Republicans have complete control of the South Dakota state government, holding a 31-4 lead in the Senate and a 63-7 majority in the House of Representatives. Republicans have been governors since 1979. Senate leaders appointed seven Republicans and two Democrats to serve on the committee.

While they rarely have to fight with statehouse Democrats, the South Dakota GOP has a long history of family feuds. Last year it indicted and removed Republican Attorney General Jason Ravnsborg after a protracted investigation into a fatal accident in 2020 that killed a pedestrian.

During the 2022 session, Gov. Kristi Noem feuded with fellow Republicans over Ravnsborg and other issues, with then-speaker Spencer Gosch saying the governor used hardball tactics to get her way in Pierre.

Frye-Mueller, who is serving her second term, is a member of the South Dakota Freedom Caucus, which says she was denied due process.

The same argument was made Thursday by Lt. gov. Larry Rhoden, a Republican, when the Senate moved to suspend Frye-Mueller. Rhoden’s constitutional duties include presiding over the Senate, but Sens. Lee Schoenbeck of Watertown and Casey Crabtree of Madison pressed ahead and said the Rapid City legislature had crossed a line.

“I have no law in front of me and I don’t need one,” said Schönbeck. “The rules, as LRC explained to me, is that we have the ability to protect the decency of the body.”

The Senate voted 27-6-2 to establish the special committee and then 27-7 to suspend Frye-Mueller.

Frye-Mueller has vowed not to resign. She is being represented in her lawsuit by former South Dakota House Speaker Steve Haugaard, a conservative from Sioux Falls who challenged Noem in a gubernatorial primary in June.

The lawsuit names Schoenbeck as a defendant, a longtime Republican insider in state politics who, as President pro tempore, controls the Senate. Schoenbeck removed Frye-Mueller from the local government and health and human services committees on Wednesday.

Frye-Mueller said it was more about politics than due process. She and Schoenbeck are both Republicans, but he opposed several conservative candidates during the 2022 election cycle, including Frye-Mueller and her Senate seatmate and ally Senator Tom Pischke of Dell Rapids.

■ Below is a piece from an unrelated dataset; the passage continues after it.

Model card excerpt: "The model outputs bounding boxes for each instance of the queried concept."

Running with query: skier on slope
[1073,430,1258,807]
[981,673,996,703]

I promoted my well-known attitude of medical freedom and the ability of individuals to choose medical treatment for themselves.

State Senator Julie Frye-Mueller

Frye-Mueller said she considered the LRC employee a friend and thought they were just having a chat.

“It struck me that the topic may be a conversation I had with staff in which I promoted my well-known attitude of medical freedom and the ability of individuals to choose medical treatment themselves,” she said last week.

South Dakota lawmakers have already investigated one of their members for unusual behavior.

In 2017, State Assemblyman Mathew Wollman, a Republican from Madison, resigned after admitting to having sex with two interns during his first term.

In 2007, State Senator Dan Sutton, a Democrat from Flandreau, was reprimanded by the Senate after a male intern and longtime family friend said the senator petted him while the two shared a bed in a Pierre hotel room in 2006.

Sutton left the legislature after serving a tenure. He was later elected mayor of Flandreau, and in 2020 another man made allegations of inappropriate sexual contact two decades earlier. No charges have been filed and Sutton remains in office.

Frye-Mueller is still a senator, but without committee seats and voting rights, she is virtually powerless. She’s trying to change that by assuming the state’s long-established Republican leadership.